En otros tiempos, el imperialismo, la conquista, la violencia, las hambrunas, la miseria, la discriminación, la pena de muerte, el mal trato a los subordinados, las mujeres, los niños, los pobres, los presos, los animales, los bosques, los mares y el ambiente parecían realidades de la vida, no escándalos que exigen solución inmediata.

La no violencia de Gandhi y Martin Luther King, los enjuiciamientos de Nuremberg y de Pinochet, el pacifismo, los movimientos por el desarme y los derechos humanos, el repudio a la pena de muerte, la defensa de la vida y la naturaleza, la nueva conciencia contra el genocidio y los abusos del poder, el feminismo, la defensa de los consumidores, son progresos recientes.

El siglo XX fue tan genocida y científico al destruir la vida que, quizá por lo mismo, acabó siendo un siglo de mayor conciencia moral. Y han sido los progresos morales, que sí existen y que son confrontados con el progreso material, los que han hecho sentir (con razón) que estamos mal. Pero no hay que perder de vista la historia: estamos mal con respecto a unas exigencias mayores que nunca.

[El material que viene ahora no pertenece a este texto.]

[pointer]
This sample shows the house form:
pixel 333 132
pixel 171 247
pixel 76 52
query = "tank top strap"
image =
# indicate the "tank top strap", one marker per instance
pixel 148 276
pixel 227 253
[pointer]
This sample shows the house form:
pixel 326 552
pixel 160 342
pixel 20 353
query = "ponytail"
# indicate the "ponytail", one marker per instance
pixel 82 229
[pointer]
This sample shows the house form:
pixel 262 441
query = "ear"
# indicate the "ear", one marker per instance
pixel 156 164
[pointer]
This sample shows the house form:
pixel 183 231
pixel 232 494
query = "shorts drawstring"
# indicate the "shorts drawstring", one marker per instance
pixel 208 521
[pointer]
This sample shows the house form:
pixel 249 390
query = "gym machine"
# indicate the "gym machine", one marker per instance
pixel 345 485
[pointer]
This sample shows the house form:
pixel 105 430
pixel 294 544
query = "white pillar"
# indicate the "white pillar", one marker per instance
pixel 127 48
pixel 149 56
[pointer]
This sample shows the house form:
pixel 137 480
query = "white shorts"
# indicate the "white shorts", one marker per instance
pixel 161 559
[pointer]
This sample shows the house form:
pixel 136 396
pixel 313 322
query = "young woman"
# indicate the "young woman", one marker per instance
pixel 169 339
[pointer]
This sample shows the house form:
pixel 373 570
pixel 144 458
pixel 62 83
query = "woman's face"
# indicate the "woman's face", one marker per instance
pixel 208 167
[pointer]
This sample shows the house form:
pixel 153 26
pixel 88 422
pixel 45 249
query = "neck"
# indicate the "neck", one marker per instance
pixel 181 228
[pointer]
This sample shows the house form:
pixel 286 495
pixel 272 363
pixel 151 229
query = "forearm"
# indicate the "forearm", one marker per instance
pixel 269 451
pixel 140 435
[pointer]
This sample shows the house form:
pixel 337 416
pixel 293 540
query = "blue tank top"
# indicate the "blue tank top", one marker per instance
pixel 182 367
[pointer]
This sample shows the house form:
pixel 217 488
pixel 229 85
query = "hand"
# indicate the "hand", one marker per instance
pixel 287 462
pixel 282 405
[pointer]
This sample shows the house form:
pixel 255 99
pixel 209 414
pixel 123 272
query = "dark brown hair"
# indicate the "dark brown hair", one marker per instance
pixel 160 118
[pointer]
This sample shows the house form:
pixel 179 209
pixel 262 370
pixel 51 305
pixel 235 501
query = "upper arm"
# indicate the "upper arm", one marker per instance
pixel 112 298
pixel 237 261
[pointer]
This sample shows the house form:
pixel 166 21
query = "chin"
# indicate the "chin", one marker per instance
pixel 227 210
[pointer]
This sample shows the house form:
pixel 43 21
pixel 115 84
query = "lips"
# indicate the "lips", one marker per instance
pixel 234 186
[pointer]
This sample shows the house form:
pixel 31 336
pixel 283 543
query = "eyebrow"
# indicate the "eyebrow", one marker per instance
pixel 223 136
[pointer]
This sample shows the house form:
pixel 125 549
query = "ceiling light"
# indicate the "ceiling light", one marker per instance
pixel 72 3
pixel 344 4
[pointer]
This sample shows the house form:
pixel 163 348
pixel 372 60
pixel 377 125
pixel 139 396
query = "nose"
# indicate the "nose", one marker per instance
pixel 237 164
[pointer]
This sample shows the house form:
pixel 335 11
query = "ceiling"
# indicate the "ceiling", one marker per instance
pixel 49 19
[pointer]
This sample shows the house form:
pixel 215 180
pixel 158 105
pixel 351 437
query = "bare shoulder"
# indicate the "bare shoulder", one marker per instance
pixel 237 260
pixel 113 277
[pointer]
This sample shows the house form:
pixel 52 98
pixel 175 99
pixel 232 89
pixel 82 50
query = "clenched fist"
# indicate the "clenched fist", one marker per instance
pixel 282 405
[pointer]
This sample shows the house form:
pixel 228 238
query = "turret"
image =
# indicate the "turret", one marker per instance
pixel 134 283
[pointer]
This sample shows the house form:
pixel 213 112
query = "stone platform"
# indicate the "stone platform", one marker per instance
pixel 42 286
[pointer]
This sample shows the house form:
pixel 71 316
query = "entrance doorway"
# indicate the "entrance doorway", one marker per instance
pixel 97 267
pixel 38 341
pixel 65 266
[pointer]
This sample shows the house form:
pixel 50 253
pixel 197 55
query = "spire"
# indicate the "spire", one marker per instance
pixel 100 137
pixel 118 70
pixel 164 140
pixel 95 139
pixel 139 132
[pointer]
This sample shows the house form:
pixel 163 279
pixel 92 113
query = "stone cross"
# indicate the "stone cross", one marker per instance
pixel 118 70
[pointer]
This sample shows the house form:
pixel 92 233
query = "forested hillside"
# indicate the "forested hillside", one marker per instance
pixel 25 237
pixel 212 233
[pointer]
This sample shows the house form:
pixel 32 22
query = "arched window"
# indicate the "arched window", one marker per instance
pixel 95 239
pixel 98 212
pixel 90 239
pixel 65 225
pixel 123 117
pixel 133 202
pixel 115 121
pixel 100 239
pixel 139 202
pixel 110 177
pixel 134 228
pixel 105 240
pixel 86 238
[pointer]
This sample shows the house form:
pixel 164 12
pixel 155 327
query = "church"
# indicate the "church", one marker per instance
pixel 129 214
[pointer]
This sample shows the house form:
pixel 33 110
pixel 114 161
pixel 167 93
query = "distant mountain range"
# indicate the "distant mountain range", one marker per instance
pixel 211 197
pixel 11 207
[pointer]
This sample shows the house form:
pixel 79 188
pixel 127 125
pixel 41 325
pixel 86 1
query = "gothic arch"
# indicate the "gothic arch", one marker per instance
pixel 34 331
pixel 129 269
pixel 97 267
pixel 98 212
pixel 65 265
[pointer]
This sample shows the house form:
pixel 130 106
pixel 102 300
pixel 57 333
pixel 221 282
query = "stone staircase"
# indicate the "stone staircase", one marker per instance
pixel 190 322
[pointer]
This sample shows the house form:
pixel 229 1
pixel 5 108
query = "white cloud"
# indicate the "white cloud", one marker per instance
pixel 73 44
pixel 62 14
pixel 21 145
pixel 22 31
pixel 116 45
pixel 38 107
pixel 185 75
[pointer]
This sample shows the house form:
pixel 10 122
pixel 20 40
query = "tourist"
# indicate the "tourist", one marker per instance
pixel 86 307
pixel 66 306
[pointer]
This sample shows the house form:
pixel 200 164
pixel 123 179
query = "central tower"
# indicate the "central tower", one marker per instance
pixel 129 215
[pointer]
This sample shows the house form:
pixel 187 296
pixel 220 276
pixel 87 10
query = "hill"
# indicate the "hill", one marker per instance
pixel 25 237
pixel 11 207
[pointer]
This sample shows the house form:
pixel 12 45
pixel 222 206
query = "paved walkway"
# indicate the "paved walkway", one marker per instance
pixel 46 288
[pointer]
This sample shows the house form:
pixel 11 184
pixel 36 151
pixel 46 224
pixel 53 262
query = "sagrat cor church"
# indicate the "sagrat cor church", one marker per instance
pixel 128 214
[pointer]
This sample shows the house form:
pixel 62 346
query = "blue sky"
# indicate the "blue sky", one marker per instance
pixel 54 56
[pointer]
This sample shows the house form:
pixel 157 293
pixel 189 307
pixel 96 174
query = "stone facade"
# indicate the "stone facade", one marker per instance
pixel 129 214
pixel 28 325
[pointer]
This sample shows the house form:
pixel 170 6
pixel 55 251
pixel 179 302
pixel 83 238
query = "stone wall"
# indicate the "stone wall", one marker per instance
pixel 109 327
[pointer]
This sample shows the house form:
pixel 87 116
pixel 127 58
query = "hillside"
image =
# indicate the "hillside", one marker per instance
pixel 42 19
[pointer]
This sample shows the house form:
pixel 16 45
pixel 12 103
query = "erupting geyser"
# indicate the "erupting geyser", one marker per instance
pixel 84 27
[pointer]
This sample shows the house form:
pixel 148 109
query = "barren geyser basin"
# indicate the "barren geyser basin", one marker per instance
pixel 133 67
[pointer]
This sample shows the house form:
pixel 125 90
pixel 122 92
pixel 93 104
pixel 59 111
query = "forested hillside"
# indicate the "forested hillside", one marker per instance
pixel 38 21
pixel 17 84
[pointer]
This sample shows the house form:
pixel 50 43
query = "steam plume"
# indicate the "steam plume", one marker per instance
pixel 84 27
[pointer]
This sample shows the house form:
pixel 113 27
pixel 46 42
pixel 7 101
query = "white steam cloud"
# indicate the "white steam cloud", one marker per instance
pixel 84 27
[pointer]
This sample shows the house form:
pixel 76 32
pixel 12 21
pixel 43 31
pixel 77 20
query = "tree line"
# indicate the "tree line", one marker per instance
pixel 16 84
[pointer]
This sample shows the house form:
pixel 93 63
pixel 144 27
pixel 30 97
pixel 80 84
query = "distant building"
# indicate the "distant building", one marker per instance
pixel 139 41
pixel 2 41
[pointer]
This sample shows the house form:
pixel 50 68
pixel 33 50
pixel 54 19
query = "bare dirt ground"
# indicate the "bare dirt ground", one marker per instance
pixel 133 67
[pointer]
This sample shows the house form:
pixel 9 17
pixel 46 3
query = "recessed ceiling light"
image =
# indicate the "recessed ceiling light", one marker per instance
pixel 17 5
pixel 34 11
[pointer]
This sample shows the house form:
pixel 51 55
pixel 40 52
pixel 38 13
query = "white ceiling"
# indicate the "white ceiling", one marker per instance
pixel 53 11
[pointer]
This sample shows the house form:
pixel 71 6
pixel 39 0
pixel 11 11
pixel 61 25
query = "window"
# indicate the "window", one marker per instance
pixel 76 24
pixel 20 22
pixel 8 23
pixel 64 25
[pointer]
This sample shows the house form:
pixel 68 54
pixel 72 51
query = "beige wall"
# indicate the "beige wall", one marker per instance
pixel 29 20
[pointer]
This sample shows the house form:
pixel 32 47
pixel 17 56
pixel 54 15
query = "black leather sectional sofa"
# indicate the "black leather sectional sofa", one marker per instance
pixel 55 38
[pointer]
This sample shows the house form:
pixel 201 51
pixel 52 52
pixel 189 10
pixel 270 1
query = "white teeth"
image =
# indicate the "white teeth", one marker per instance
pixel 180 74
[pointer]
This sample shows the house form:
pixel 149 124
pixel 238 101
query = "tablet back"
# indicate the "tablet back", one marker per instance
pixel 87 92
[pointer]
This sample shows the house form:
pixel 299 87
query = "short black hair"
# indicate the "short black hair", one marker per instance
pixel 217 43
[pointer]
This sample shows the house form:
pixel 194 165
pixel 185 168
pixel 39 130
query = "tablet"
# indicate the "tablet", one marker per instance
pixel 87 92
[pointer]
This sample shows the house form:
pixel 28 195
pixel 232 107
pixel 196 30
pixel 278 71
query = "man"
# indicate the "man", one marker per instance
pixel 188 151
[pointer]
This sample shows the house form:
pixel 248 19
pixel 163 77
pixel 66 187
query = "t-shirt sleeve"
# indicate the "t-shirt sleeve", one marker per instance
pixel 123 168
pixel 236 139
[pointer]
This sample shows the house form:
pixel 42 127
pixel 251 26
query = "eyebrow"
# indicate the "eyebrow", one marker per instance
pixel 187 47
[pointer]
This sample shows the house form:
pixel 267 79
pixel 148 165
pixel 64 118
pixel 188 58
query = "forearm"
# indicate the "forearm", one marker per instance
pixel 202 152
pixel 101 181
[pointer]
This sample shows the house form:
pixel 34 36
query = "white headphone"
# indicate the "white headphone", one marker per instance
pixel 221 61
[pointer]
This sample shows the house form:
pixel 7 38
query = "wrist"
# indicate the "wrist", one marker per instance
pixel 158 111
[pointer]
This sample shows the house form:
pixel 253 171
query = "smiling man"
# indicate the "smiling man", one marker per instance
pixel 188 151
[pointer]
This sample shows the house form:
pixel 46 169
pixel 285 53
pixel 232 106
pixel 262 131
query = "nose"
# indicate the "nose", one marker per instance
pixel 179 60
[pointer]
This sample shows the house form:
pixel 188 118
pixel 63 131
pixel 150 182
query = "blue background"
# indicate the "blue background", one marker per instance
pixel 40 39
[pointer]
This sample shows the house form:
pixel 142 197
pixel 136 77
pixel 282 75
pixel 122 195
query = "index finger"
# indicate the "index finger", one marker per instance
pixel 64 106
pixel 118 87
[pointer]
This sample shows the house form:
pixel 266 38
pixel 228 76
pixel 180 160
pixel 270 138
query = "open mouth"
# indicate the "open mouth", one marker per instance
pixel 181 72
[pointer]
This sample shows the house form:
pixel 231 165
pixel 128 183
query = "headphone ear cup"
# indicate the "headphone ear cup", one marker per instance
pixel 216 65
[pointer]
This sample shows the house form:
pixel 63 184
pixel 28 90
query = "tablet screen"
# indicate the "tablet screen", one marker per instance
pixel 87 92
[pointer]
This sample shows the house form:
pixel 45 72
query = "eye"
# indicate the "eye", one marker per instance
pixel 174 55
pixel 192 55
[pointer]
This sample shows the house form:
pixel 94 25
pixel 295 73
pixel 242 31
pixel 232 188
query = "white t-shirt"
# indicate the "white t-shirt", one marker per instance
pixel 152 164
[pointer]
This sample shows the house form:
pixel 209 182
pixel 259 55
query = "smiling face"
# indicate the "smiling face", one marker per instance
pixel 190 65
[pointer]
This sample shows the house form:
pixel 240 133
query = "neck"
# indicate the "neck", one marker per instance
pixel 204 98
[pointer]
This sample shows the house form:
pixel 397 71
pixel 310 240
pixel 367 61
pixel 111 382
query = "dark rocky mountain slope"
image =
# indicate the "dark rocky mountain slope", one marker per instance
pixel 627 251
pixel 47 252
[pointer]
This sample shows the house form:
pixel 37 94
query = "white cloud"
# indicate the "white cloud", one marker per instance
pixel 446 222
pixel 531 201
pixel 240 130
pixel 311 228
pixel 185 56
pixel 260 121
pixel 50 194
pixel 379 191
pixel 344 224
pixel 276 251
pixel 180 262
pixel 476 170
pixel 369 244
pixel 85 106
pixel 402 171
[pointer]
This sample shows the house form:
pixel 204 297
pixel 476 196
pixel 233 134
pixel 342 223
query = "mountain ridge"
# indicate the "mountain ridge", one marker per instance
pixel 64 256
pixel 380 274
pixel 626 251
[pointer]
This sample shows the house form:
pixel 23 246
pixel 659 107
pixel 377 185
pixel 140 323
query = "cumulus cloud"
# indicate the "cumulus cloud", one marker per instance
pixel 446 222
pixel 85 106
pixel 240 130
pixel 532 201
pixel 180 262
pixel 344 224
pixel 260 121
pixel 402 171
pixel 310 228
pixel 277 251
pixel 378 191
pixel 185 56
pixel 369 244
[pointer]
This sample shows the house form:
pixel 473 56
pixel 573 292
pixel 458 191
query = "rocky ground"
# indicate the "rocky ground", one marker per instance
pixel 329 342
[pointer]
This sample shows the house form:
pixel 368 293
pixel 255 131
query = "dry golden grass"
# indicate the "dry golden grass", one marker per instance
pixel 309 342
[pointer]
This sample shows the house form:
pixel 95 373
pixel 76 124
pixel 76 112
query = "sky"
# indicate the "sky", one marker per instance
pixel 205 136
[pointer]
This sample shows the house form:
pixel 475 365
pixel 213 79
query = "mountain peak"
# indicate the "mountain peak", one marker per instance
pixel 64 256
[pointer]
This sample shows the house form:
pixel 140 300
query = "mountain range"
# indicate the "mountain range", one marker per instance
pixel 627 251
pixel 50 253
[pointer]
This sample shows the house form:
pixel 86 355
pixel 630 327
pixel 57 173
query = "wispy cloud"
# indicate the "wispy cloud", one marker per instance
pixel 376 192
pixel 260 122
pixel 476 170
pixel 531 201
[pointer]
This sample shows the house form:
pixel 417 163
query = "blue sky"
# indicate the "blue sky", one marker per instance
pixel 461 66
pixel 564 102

El progreso moral no está exento de ambigüedades. ¿Qué decir de la consigna pacifista Better red than dead? ("Mejor soviético que muerto")? Era como buscar la paz diciendo: "Mejor nazi que muerto", a la manera de Neville Chamberlain, el ministro británico que trató de evitar la segunda Guerra Mundial dejando avanzar a Hitler. Legitimar el derecho de conquista no favorece la paz, sino la violencia.

Lo deseable es que todo se arregle pacíficamente, pero basta con alguien decidido a usar la fuerza contra los que renuncian a la fuerza (y aprovechándose de eso, precisamente), para que el buen deseo resulte contraproducente: para que todo dependa de la fuerza (del abusivo).

Aunque parezca más bonito quedar del lado de los ángeles, la nueva conciencia moral es muy poco realista cuando exige no usar la fuerza jamás. El uso de la violencia legítima contra la violencia abusiva es lo sensato, mientras llega el día (si llega) en que nadie quiera abusar.